Q: Is this more a Search Engine issue vs a Shadow DOM issue? Or not an issue at all?

Thoughts?

shadow-dom

Most helpful comment

@hayatoito how does this affect applications that may use web components to reuse parts of their application that may contain information they want to be crawlable? For example, I may have an <x-app> component that contains information in its shadow root that it wants to reuse everywhere while only allowing certain things to be customised via slots.

<x-app>
  <p slot="description">This page is cool etc.</p>
</x-app>

Which may render out to:

<x-app>
  #shadow-root
    <h1>My rad company</h1>
    <slot name="description">
      <p slot="description">This page is coo etc.</p>
    </slot>
</x-app>

While this is a contrived example, there could be several other things that isn't worth making the consumer of this component aware of. Preventing shadow roots from being crawlable may pigeon-hole web components into only being practical when used as leaf nodes - or otherwise forcing the consumer to specify _all_ content - which wouldn't be intuitive.

I see this as a similar problem to #499. Maybe a solution for this is for search engines to force all shadow roots to be open by overriding attachShadow() so that they can crawl into them via the shadowRoot property. Is this too obtuse for crawlers to have to do?

Another solution may be to put the onus on the developers of the components - rather than just the consumers to put everything they want crawlable into the light DOM - to ensure that if they want their components to be crawlable, that they make the shadow roots in question "open". It'd be really useful if one could specify "closed" while still having stuff crawled, though, these may be mutually exclusive. Maybe this is an argument for going back to the drawing board here. Closed shadow roots are hardly a deterrent for the determined and open by default solves several issues others outside of the working groups have raised.

A solution for crawlers that don't support JavaScript would be to support server-side rendering of shadow roots. Tangental to this, this is something that a _lot_ of people are going to be crying for if web components are to be used as a building block for applications. I see no reason that they shouldn't be either since it's a lower-level API that doesn't guide people in a particular direction and has already worked quite well in practice: a la Polymer, Skate (what we use) etc.

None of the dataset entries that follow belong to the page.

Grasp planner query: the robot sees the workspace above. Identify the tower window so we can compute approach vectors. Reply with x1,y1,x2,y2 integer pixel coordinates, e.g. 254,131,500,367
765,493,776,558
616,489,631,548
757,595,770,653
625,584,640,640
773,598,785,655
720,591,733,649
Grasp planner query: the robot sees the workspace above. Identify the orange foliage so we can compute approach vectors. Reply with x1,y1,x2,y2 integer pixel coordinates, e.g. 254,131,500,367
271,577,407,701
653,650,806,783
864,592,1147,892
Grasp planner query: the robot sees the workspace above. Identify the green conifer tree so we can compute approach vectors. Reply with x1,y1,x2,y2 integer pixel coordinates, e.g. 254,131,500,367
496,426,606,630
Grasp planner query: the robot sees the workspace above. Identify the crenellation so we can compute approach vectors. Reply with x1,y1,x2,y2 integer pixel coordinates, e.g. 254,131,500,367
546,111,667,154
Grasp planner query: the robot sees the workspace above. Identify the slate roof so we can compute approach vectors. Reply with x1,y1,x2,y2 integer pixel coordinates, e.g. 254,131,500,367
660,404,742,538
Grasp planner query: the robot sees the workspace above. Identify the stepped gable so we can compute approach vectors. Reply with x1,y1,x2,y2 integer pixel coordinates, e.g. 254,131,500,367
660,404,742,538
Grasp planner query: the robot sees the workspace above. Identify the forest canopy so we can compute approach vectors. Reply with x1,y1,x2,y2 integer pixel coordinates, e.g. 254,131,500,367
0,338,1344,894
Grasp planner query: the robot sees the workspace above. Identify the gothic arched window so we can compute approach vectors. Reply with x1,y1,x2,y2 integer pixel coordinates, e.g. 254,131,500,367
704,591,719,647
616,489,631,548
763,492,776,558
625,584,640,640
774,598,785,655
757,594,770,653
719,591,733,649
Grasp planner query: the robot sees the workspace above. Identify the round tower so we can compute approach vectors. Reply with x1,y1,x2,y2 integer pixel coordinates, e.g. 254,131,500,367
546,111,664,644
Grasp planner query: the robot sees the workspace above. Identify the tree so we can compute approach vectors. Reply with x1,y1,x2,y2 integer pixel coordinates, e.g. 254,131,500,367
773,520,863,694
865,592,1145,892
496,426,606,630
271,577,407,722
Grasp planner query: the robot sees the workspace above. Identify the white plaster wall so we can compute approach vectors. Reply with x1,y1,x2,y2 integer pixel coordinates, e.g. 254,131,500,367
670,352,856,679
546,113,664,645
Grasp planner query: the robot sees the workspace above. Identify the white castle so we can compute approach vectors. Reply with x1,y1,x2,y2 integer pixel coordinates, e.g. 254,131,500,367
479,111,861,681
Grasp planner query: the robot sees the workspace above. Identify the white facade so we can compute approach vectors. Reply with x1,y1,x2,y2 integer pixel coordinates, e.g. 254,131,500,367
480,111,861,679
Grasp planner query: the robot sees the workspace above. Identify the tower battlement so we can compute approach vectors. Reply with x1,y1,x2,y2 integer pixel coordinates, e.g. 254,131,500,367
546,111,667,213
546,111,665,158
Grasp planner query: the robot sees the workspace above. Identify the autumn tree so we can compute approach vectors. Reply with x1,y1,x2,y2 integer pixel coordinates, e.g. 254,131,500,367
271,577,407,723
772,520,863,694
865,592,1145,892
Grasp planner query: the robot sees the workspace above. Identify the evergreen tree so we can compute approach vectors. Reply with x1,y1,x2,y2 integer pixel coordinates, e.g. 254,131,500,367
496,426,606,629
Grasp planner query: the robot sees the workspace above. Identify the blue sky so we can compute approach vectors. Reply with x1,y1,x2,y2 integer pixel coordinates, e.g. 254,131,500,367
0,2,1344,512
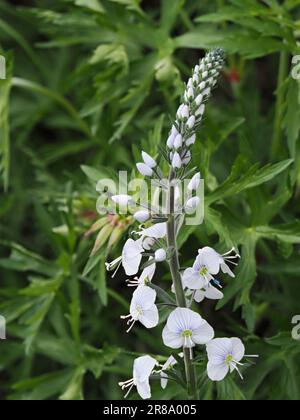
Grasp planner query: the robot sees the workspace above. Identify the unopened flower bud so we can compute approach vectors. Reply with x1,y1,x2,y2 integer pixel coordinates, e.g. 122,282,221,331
133,210,150,223
154,248,167,262
136,163,153,176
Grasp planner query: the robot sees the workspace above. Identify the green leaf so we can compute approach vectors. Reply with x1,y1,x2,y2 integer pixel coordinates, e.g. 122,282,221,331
0,55,13,191
206,159,293,204
75,0,105,13
255,221,300,244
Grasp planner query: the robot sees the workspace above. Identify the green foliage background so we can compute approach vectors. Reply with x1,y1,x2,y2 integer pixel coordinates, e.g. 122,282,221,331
0,0,300,400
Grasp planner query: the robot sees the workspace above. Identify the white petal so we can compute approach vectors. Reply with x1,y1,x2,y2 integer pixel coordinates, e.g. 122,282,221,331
185,197,200,212
194,290,205,303
182,268,205,290
122,239,144,276
154,248,167,262
133,356,157,382
195,94,203,106
139,257,156,284
206,338,232,365
172,152,182,169
162,325,184,349
174,134,182,149
186,115,196,129
182,151,192,165
136,380,151,400
160,372,168,389
142,152,156,169
133,210,150,223
185,134,196,147
192,319,215,344
130,285,156,313
221,262,235,278
143,238,155,251
198,246,222,274
140,222,167,239
204,285,224,300
188,172,201,191
207,362,229,382
167,134,176,149
111,194,132,206
139,305,159,328
230,337,245,362
136,163,153,176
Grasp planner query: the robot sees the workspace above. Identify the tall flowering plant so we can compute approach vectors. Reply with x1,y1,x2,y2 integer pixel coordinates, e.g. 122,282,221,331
99,49,258,399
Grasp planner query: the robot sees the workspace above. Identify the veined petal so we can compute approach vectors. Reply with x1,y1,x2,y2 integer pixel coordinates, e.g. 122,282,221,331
192,319,215,344
139,222,167,239
207,361,229,382
133,355,157,383
206,338,232,365
162,325,184,349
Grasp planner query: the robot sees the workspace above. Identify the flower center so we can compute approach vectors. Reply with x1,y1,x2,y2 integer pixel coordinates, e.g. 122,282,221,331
136,305,143,315
225,354,233,366
182,330,193,338
199,266,208,276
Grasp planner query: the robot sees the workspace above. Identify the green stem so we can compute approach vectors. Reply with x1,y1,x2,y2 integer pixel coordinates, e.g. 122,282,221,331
167,171,198,400
271,51,289,160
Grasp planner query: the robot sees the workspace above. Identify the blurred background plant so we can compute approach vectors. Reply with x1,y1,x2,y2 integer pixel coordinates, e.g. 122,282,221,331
0,0,300,400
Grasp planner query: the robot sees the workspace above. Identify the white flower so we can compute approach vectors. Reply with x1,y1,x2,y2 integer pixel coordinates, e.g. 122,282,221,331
195,104,205,117
185,197,200,212
142,152,157,169
172,152,182,169
182,150,192,165
199,246,241,277
162,308,214,349
195,93,203,106
154,248,167,262
185,134,196,147
133,210,150,223
199,82,206,90
182,248,220,290
143,237,156,251
188,172,201,191
119,356,158,400
179,105,190,120
126,257,156,287
186,115,196,130
138,222,167,239
136,163,153,176
160,353,183,389
194,284,224,303
174,134,182,149
121,285,159,332
122,239,144,276
111,194,132,206
186,87,194,101
206,338,258,381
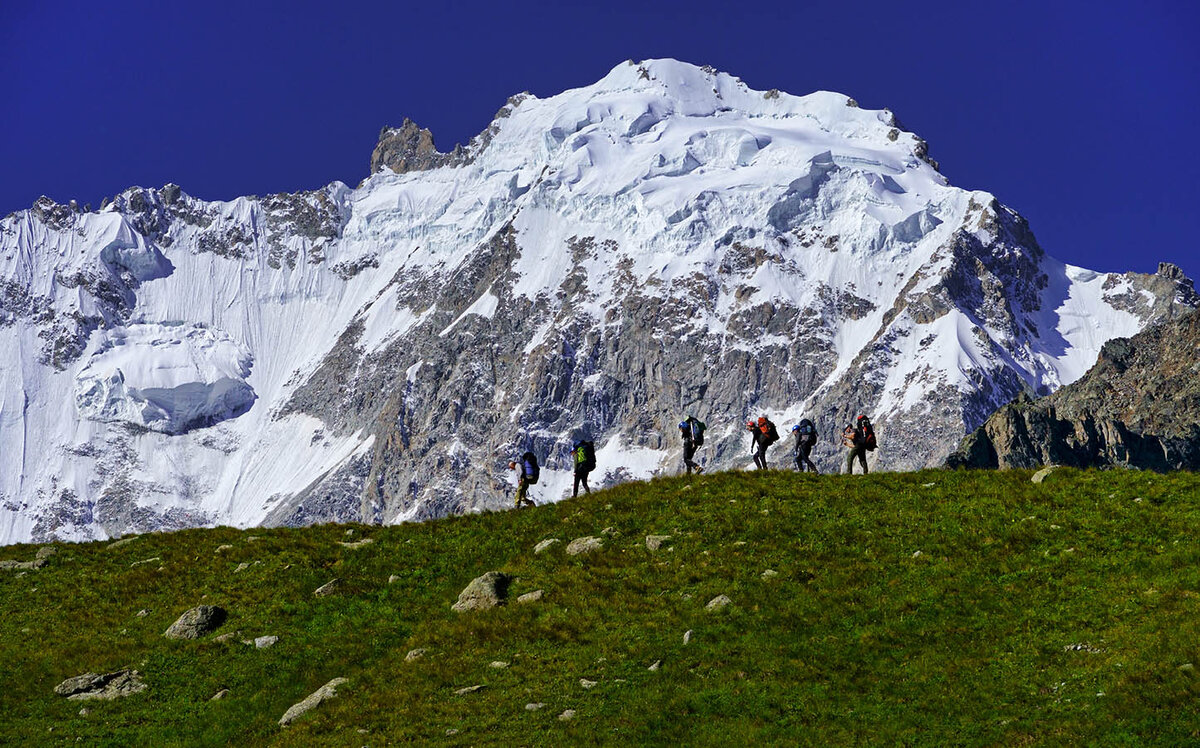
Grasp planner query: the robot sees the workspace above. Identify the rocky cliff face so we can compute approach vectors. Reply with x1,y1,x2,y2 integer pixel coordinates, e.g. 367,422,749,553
0,60,1196,541
948,296,1200,471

Saying that users must provide all crawlable content via light DOM severely limits the possibilities for web components and there needs to be a clear path for how things like this will be done - even if it means re-discussing open vs closed.

All 15 comments

It looks this topic would not get an attention...

Q: Do we need to optimize the API or implementation to make it easier to discover content (without breaking encapsulation) ?

We do not have any plan for such an API, AFAIK.

Q: Is this more a Search Engine issue vs a Shadow DOM issue? Or not an issue at all?

Could you elaborate an issue? I appreciate if you could provide an example markup so that we can understand the issue more clearly.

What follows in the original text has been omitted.